Attiré par la gestion d’entreprise et la finance qu’il qualifie de « langage de l’entreprise », Rudolph Rosenberg est aujourd’hui directeur administratif de Meilleure Gestion, une société spécialisée en gestion de la paie pour les entreprises de 50 à 3000 salariés, qui compte pas moins de 150 collaborateurs. Il revient sur son parcours depuis l’obtention de son diplôme à l’INSEEC jusqu’à ses projets actuels, une success story rendue possible notamment grâce aux compétences acquises pendant ses études.

Les chiffres, une langue à maîtriser

« C’est dans les chiffres que tout se réalise et c’est par eux qu’on comprend ce qui fait tourner l’entreprise. Il m’a paru évident de commencer par apprendre à maîtriser cette langue [Rudolph a suivi notre programme en s’orientant vers une dominante « finance »]. Aujourd’hui mes missions de DAF sont très variées et couvrent des sujets comme la comptabilité, l’analyse financière, la gestion de la trésorerie mais également stratégie !
En parallèle, je mène d’autres projets comme la publication de mes cours de finance. C’est un magnifique projet qui m’a permis de former plus de 35 000 personnes à l’analyse financière, dans 120 pays. Je suis également à la tête de 2 sociétés en France et aux USA consacrées au conseil en Finance et au soutien d’entrepreneurs. Cette dernière activité me tient particulièrement à cœur car je trouve qu’il y a un réel courage à se lancer dans l’entreprenariat. »

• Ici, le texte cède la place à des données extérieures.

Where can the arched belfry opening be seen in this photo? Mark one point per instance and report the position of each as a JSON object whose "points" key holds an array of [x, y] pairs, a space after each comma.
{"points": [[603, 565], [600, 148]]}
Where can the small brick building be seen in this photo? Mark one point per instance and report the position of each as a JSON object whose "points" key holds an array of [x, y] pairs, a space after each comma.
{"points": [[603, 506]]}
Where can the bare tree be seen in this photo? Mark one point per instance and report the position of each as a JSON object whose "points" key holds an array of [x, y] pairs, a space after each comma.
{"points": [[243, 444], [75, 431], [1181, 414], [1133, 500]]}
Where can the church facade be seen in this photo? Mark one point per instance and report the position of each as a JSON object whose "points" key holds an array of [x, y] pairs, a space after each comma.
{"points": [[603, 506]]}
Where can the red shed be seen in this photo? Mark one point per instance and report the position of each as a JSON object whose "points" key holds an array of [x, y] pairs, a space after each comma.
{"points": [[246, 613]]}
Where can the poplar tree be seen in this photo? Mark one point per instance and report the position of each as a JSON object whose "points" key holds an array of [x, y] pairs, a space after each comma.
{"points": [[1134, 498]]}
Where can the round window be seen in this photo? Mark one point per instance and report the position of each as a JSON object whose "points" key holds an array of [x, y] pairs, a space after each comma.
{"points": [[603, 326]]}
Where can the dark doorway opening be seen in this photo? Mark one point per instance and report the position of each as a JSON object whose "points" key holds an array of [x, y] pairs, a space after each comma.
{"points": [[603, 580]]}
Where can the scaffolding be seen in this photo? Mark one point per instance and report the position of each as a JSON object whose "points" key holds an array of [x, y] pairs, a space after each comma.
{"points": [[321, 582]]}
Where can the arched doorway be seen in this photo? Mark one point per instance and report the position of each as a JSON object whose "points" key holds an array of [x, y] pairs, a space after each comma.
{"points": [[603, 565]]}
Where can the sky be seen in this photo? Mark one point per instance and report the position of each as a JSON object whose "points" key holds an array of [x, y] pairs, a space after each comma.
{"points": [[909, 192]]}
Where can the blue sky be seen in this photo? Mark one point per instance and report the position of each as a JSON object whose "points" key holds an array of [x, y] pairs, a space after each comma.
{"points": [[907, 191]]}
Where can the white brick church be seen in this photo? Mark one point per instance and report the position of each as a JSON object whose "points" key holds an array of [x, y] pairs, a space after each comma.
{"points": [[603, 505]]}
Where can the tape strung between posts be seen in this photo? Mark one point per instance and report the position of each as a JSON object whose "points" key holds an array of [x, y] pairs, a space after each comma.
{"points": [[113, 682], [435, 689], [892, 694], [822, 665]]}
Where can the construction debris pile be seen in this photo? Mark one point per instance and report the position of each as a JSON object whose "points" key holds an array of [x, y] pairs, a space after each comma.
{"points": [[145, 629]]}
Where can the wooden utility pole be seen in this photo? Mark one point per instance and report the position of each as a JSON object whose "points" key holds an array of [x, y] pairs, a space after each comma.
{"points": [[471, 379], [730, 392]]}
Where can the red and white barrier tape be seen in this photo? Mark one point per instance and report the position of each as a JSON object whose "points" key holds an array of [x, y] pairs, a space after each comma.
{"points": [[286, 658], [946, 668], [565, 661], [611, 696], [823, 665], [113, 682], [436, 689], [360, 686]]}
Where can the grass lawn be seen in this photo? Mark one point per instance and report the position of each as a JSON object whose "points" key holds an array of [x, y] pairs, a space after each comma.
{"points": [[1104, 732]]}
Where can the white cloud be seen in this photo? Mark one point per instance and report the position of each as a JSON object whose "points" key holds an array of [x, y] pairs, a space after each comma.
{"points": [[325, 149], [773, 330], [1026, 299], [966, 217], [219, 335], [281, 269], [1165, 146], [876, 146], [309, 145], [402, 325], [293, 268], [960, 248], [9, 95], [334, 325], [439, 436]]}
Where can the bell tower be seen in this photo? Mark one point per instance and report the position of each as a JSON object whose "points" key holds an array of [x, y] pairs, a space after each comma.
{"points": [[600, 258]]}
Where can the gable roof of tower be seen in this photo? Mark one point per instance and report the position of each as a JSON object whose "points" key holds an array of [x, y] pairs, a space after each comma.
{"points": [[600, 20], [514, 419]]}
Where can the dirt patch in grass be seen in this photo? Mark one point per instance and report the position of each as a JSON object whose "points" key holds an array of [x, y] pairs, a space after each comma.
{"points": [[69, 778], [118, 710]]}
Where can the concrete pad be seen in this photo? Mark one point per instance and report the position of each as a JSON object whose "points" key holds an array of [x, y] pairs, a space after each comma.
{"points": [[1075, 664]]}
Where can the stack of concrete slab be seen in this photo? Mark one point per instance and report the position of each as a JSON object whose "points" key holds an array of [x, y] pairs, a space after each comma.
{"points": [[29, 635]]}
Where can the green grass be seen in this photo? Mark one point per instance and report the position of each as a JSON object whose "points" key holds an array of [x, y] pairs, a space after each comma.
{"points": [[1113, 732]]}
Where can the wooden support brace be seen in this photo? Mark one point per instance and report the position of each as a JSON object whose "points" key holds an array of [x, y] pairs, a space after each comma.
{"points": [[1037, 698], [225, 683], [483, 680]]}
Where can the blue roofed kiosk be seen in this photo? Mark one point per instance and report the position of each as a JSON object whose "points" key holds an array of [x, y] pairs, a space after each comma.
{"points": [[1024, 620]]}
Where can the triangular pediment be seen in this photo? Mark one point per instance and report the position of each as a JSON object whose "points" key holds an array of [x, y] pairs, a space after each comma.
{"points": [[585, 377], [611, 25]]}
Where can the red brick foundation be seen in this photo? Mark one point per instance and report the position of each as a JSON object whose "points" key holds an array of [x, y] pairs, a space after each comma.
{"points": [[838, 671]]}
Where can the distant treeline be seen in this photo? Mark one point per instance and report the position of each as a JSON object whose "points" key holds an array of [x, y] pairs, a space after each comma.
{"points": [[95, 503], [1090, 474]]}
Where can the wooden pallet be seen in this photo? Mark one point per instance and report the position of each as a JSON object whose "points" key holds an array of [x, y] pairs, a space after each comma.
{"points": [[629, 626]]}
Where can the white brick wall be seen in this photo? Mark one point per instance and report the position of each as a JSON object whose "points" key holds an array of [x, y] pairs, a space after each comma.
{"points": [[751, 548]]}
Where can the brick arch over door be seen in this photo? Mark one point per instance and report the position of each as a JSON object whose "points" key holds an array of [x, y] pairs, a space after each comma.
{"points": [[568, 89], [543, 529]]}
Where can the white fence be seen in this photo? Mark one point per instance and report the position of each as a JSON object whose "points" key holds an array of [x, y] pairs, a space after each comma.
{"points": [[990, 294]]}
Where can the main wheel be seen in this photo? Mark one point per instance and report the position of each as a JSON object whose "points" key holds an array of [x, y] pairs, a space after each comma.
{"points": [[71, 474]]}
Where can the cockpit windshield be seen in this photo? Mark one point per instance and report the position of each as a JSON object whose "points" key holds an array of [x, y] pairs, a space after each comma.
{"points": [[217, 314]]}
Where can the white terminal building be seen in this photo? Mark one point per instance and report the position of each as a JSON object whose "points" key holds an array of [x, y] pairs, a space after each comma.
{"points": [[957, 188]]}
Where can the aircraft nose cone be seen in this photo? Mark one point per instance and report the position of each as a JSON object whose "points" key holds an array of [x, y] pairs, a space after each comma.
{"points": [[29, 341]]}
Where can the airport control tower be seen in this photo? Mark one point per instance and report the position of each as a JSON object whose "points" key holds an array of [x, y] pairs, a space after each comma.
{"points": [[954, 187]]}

La polyvalence comme qualité

Pour Rudolph, il n’y a pas de parcours idéal mais il est nécessaire de passer les premières années de sa carrière à développer diverses compétences. « Dans mon secteur, il n’est pas nécessaire de chercher à se spécialiser trop vite ! Deux raisons à cela : 1. On ne peut pas savoir ce que l’on aime sans avoir essayé plusieurs domaines. 2. Chaque nouvelle expérience est une nouvelle corde à son arc. Ce sont ces expériences qui permettent d’atteindre les plus hauts postes. »
Enfin, dernier atout majeur pour se démarquer des autres : l’attitude ! C’est cette « capacité à démontrer à un recruteur qu’on est motivé, travailleur et préparé » qui fait toute la différence lors d’un entretien.

De son parcours au sein de l’INSEEC, Rudolph garde un bon souvenir. Ce qu’il retient : le soutien de ses professeurs et la disponibilité de l’équipe pédagogique. « Leur aide ne s’est pas arrêtée à la période de mes études… Certains d’entre eux ont su être là pour me conseiller même durant ma carrière ! »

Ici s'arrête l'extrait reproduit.